The Burning Earth, published by Penguin Random House’s Allen Lane imprint, is no mere timeline—it’s an epic indictment and elegy for our shared ecological inheritance. Spanning five centuries and six continents, Amrith dissects the “interconnections between human history and environmental transformation,” revealing how ambition has ignited planetary infernos.

  • Core Narrative Arc: From the 16th-century conquest of the Americas (unleashing ecological invasions) to British gold mining’s scars in South Africa, the Black Death’s demographic ripples, and World War II’s industrial cataclysms, the book traces humanity’s escalating imprint.
  • Thematic Pillars: Colonial exploitation as an environmental accelerant; industrialization’s toxic legacies; forgotten indigenous practices offering blueprints for resilience; and the inseparability of societal upheavals from natural shifts.
  • Methodological Brilliance: Drawing on multilingual archives—from Spanish conquistador logs to Chinese climate records—Amrith crafts a “global perspective” that avoids Eurocentrism, blending vivid vignettes with data-driven analysis.
  • Contemporary Resonance: In an era of record heatwaves and biodiversity loss, it unmasks the “origins of today’s climate crisis,” urging readers to reclaim “paths not taken” like communal land stewardship.

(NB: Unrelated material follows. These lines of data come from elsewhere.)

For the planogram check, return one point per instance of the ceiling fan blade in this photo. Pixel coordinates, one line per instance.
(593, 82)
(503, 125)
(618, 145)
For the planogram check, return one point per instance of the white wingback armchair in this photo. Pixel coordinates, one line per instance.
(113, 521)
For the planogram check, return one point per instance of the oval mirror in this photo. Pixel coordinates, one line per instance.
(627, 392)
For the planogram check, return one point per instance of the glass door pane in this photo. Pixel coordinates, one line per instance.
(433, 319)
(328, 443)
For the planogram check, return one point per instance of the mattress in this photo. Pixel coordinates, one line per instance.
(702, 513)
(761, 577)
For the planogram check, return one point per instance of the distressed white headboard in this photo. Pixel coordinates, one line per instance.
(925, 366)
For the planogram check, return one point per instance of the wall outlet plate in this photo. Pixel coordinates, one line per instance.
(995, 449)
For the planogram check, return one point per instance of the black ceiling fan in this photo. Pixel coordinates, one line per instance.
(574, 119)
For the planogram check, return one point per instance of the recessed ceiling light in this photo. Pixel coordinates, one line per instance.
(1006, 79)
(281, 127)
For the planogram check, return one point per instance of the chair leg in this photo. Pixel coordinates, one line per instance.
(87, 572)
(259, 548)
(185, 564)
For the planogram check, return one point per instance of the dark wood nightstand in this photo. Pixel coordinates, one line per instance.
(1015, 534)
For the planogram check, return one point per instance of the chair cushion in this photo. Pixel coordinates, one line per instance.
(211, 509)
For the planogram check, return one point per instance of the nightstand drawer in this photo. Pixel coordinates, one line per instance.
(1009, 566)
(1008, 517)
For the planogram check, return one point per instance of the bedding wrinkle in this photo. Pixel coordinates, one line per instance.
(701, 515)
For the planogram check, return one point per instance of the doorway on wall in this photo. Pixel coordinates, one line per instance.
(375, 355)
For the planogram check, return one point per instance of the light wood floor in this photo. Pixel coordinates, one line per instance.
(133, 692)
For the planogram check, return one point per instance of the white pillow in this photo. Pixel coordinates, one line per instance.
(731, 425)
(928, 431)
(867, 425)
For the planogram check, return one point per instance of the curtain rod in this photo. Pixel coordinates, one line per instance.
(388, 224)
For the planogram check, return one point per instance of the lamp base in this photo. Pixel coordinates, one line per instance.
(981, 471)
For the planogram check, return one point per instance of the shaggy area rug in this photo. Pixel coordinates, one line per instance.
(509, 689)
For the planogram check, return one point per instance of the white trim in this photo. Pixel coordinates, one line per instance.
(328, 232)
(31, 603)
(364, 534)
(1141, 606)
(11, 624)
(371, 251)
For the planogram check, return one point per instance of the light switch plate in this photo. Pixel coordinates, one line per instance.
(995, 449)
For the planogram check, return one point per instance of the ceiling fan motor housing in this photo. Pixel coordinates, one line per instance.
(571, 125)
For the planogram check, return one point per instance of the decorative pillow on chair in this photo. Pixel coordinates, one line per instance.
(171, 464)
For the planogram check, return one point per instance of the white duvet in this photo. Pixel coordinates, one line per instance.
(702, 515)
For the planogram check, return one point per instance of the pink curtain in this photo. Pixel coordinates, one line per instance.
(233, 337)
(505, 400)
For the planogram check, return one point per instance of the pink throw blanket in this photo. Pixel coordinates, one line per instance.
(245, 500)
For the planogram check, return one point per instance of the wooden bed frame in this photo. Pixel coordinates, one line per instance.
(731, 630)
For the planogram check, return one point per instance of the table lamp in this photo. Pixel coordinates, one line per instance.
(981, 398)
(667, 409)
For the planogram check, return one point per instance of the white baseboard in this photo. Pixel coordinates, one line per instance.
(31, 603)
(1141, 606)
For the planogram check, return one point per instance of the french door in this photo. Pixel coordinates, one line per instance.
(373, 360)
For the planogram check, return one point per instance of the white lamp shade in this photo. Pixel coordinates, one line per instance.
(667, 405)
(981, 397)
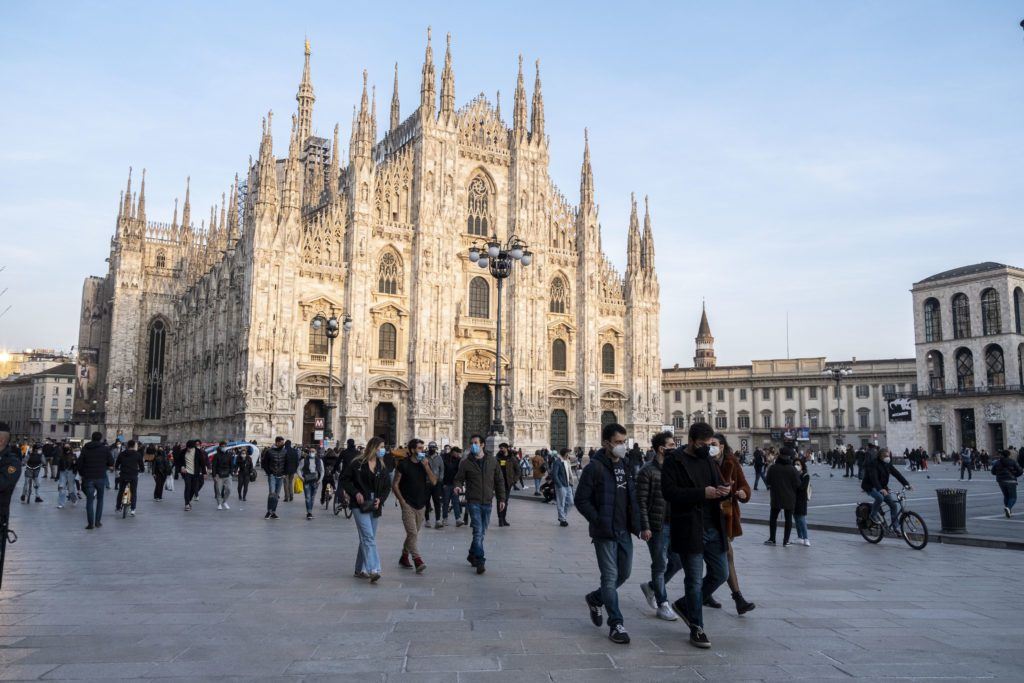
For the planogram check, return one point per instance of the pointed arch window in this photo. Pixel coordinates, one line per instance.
(962, 316)
(387, 342)
(991, 322)
(388, 274)
(559, 296)
(479, 298)
(608, 359)
(155, 371)
(479, 208)
(558, 361)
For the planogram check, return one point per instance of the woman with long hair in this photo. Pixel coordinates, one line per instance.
(368, 483)
(732, 473)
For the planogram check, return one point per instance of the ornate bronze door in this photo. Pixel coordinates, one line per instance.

As Amrith reflects, the book spotlights “both the damage caused by human activity and the forgotten ideas and sustainable ways of living that once existed,” transforming despair into actionable hope.

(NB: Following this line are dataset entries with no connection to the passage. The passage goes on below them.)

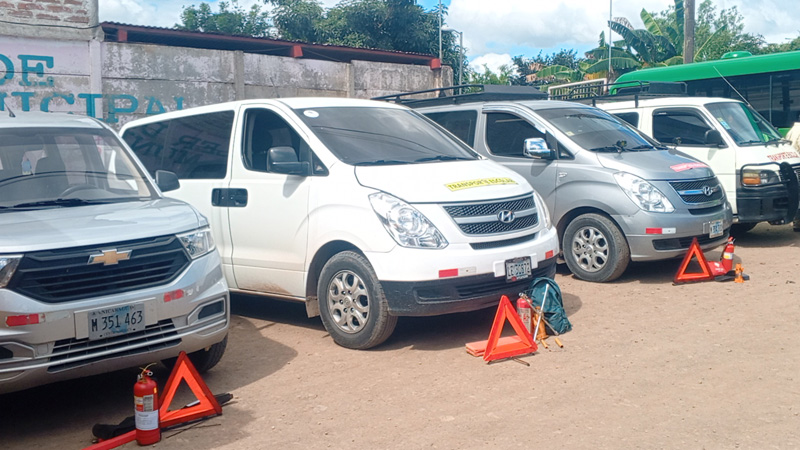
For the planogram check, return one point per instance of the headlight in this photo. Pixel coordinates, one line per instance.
(198, 242)
(8, 264)
(542, 207)
(644, 194)
(756, 177)
(408, 227)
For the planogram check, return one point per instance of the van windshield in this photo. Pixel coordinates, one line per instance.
(53, 167)
(743, 124)
(596, 130)
(383, 136)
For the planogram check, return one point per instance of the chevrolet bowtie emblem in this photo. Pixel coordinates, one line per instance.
(109, 257)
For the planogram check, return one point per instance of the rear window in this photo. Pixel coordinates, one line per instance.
(193, 147)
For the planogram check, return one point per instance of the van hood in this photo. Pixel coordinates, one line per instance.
(656, 165)
(44, 229)
(451, 181)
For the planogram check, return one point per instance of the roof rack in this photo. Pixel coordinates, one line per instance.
(629, 90)
(472, 93)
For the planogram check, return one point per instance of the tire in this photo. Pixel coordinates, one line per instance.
(203, 360)
(352, 304)
(739, 229)
(595, 248)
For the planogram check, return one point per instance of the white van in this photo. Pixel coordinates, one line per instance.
(364, 210)
(98, 271)
(757, 168)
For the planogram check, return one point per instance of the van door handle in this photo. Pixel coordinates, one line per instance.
(229, 197)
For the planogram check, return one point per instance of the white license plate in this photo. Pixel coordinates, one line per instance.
(518, 268)
(116, 321)
(715, 228)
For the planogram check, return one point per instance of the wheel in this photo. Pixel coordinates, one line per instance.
(595, 249)
(352, 304)
(739, 229)
(203, 360)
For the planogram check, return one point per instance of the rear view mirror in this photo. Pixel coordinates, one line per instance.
(713, 137)
(284, 160)
(167, 181)
(537, 148)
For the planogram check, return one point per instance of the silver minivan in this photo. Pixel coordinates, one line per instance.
(98, 271)
(615, 194)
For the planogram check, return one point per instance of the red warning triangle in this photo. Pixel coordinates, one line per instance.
(705, 274)
(207, 404)
(520, 344)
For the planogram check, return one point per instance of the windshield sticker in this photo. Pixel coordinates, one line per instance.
(783, 155)
(686, 166)
(459, 185)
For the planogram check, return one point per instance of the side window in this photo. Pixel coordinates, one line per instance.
(194, 147)
(264, 130)
(631, 118)
(506, 134)
(460, 123)
(679, 127)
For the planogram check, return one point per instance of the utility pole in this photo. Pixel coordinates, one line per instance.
(688, 31)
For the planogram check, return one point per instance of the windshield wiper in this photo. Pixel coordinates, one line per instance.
(382, 162)
(442, 158)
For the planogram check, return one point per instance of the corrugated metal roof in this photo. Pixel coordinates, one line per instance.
(120, 32)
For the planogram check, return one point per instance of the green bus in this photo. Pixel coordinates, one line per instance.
(769, 83)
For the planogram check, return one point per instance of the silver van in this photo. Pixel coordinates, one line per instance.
(98, 271)
(615, 194)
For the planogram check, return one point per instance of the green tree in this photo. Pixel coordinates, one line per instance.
(231, 19)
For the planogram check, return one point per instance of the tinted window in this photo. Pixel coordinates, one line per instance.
(460, 123)
(194, 147)
(679, 127)
(506, 134)
(631, 118)
(375, 135)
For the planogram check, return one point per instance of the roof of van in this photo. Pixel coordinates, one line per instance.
(46, 119)
(664, 101)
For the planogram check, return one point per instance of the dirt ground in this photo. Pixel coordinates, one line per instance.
(647, 365)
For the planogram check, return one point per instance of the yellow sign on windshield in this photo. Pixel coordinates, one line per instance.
(459, 185)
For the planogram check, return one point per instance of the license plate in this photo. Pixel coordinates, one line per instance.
(715, 228)
(518, 268)
(116, 321)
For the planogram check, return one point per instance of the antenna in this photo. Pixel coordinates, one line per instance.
(731, 86)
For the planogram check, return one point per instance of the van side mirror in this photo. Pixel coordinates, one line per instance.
(167, 181)
(537, 148)
(713, 137)
(284, 160)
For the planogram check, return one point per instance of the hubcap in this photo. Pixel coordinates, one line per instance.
(348, 302)
(590, 249)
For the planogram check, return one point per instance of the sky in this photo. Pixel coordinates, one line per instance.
(495, 31)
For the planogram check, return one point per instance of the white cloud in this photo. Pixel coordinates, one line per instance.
(492, 60)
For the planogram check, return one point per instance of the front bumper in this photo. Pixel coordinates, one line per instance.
(678, 230)
(58, 347)
(450, 295)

Critical Acclaim and Judge Perspectives

The jury’s unanimous choice elevates The Burning Earth as a “magisterial account… vivid in detail and beautifully written.” Professor Rebecca Earle emphasized: “Sunil Amrith is a remarkable scholar whose global perspective reveals the impact of the environment on human history, as well as our impact on the environment. In fact, as he shows, it’s not really possible to separate these two.”

  • Broader Endorsements: British Academy President Professor Susan J. Smith hailed it as a pinnacle of “evidence-informed insight, well-honed ideas, and great writing,” ideal for the prize’s ethos.
  • Peer Echoes: Fellow historians praise its activist edge—Amrith bridges “archives and activism,” positioning nonfiction as a tool for grappling with “what it means to be human—and how we should live in the world today.”
  • Impact Metrics: Amid 2025’s COP30 buzz, the book has sparked discussions on interdisciplinary climate history, with early reviews calling it “essential reading” for policymakers and eco-activists.

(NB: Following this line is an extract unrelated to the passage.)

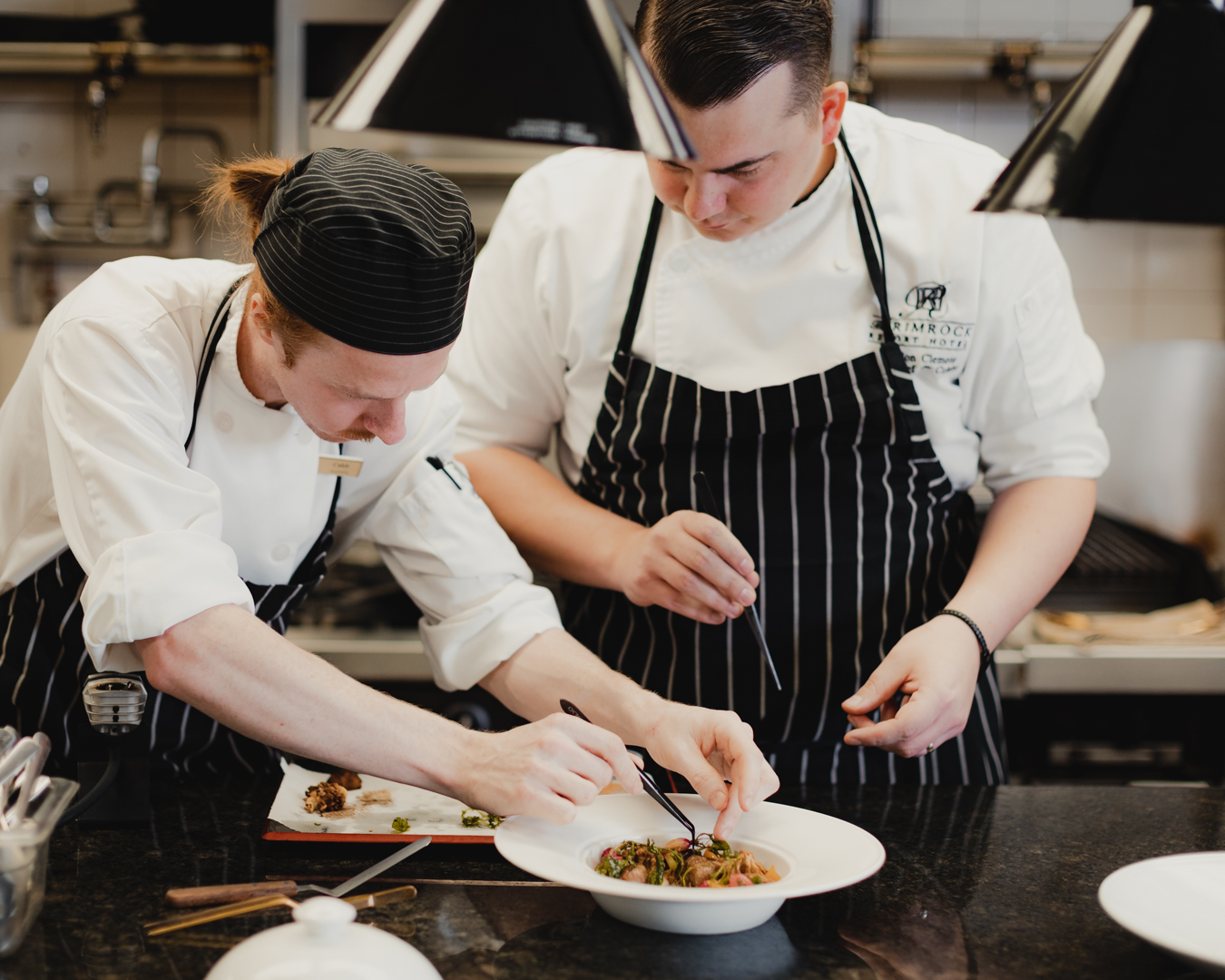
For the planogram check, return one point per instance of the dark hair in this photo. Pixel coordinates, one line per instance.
(708, 52)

This win reinforces the prize’s role in amplifying voices that “deepen understanding of our world,” especially as global temperatures climb.


Amrith’s Reflections: From Bleak Realities to Hopeful Horizons

In his acceptance speech via live video from the US, Amrith addressed the book’s perceived somber tone head-on: “I’ve sometimes been asked whether The Burning Earth is a bleak book. And yes, it contains much harm and suffering. But it also highlights alternative paths not taken—ideas and movements that may have failed but left lasting legacies, and more sustainable technologies.”

  • Vision for the Future: He envisions readers mining history for “seeds of inspiration for a more hopeful and less violent way of living together on this planet, which we share with each other and with so much other life that we depend on.”
  • Personal Drive: Rooted in his migratory upbringing, Amrith sees environmental history as inseparable from human stories: “Nonfiction can appeal to the heart as much as to the head, bringing the whole breadth of human experience to readers.”

His words resonate as a clarion call, blending scholarly poise with urgent optimism.